Role of Gender in Cartoons and Commercials

In recent times, people are increasingly putting their trust in media and especially the television more than ever before. The media has become a common playfield where political, social, and financial information is relayed to people. Naturally, children tend to remember what they see more than what they hear. On the other hand, television commercials can be very expensive but reliable due to their ability to reinforce images with sound.

This makes firms that want their products and services advertised rely more on television. Images in this case will readily appeal to both children and adults while at the same time deliver the intended message. Other than promoting products and services meant for children, the images in cartoons and the commercials that accompany them tend to subtly promote and shape certain gender roles as discussed here under.

Gender roles depicted by cartoon characters do not indicate an instance where roles played by men and women overlap. It is evident that the non factual information conveyed to children through cartoons is meant to help them understand the world they are living in. This information is often stereotypical and it makes it possible for advertisers to associate their products and services with certain gender oriented stereotypical characters (Lindsey, 1994, 44).

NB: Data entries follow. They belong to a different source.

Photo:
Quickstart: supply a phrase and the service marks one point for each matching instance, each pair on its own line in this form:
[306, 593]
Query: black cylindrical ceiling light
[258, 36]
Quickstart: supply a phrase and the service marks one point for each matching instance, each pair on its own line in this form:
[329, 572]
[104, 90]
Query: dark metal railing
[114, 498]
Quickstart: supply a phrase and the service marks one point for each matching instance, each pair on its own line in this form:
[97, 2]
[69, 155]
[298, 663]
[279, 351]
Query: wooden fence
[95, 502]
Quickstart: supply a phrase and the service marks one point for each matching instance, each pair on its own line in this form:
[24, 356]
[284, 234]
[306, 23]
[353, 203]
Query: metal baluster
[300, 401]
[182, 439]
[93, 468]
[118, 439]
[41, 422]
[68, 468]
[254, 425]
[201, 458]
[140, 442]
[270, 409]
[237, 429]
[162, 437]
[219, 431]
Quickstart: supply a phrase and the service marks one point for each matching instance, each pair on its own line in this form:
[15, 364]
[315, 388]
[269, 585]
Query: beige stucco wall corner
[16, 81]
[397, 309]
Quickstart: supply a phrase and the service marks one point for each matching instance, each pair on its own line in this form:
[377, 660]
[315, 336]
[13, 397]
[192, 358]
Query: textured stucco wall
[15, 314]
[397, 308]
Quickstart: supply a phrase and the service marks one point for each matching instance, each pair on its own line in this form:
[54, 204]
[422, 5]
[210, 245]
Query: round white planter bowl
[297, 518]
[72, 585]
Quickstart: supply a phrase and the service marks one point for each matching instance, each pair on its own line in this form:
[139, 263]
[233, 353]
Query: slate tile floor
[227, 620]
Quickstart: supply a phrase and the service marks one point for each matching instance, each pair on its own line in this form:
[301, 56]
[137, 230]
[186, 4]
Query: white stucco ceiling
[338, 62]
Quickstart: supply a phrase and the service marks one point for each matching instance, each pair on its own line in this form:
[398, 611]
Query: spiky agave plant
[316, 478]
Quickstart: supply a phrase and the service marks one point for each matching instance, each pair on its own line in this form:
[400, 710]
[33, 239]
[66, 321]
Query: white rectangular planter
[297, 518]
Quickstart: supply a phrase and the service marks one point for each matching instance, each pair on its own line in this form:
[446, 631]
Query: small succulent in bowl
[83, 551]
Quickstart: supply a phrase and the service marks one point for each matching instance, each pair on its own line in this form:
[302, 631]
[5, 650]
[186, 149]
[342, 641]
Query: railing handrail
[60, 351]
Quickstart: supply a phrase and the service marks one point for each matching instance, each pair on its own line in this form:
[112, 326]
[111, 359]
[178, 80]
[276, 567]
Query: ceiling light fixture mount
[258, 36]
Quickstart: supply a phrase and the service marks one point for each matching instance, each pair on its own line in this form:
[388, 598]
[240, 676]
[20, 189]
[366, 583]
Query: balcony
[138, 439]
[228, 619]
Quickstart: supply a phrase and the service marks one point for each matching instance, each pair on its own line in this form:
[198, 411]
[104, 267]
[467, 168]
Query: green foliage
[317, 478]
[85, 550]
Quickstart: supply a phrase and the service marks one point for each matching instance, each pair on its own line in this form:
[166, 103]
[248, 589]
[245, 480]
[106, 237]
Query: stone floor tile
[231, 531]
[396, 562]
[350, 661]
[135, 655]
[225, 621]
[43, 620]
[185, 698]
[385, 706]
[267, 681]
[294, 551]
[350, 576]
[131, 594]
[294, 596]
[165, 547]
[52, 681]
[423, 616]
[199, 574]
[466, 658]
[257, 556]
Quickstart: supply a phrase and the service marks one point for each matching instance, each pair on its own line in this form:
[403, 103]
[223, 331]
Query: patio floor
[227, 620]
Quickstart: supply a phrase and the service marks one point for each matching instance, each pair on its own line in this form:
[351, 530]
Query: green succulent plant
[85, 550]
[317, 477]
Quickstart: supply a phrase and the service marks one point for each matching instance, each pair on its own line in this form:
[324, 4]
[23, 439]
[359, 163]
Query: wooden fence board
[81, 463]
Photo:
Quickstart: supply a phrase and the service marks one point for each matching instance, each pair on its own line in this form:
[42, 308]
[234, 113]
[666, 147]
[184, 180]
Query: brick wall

Male characters are in both cartoons (Dexter and Ben Ten) are depicted to play major roles while female characters hold lesser or no roles. In both cartoons, it is quite difficult to identify a character performing cross-gender activities. The roles played by boys differ from those played by girls in that girls are portrayed as attending to household duties and making each others hair while boys are involved more in outdoor activities that are much rigorous.

Closer looks at most of the commercials that take place in between the cartoon shows reveal a certain trend. Women are shown to be the principle characters when it comes to advertising indoor products while men tend to advertise products for outdoor use only. These commercials mostly depict women as end users while men are shown to be the producers. Women are also associated more with the role of being a wife or mother while men tend to be holders of high end jobs.

The number of males in both cartoons is hire than the number of females not forgetting to mention that boys are portrayed as being smarter and stronger than girls. This is symbolic of a male dominated society. Advertisers take into account such stereotypes when determining the kind of advert that would most likely appeal to girls when promoting girls products and vice versa (Rook, 2005, 55).

For instance, for food related advertisements, the number of boys seemed to be larger than that of girls. Other advertisements that dealt with non food products had the tendency of being dominated more by female characters. This is a direct suggestion that girls ought to eat less compared to boys. This can be used to explain the roots of the dieting culture among females (Frost, 2001, 97).

The foregoing gender based stereotypes indicate the difference in roles played by men and women in television commercials. These commercials also tend to put emphasis on the beliefs that adults have concerning feminine and masculine attributes. Cartoons and the accompanying commercials act as powerful agents of socialization by promoting certain roles played by men and women to children whose belief and value systems is easily influenced.

Works Cited

Frost, Leah. Young Women and the Body: A Feminist Sociology. New York: Palgrave, 2001. Print.

Lindsey, Lillian. Gender Roles: A Sociological Perspective, New Jersey: Prentice Hall, 1994. Print.

Rook, David. The Ritual Dimension of Consumer Behavior, New York: Rutledge, 2005. Print.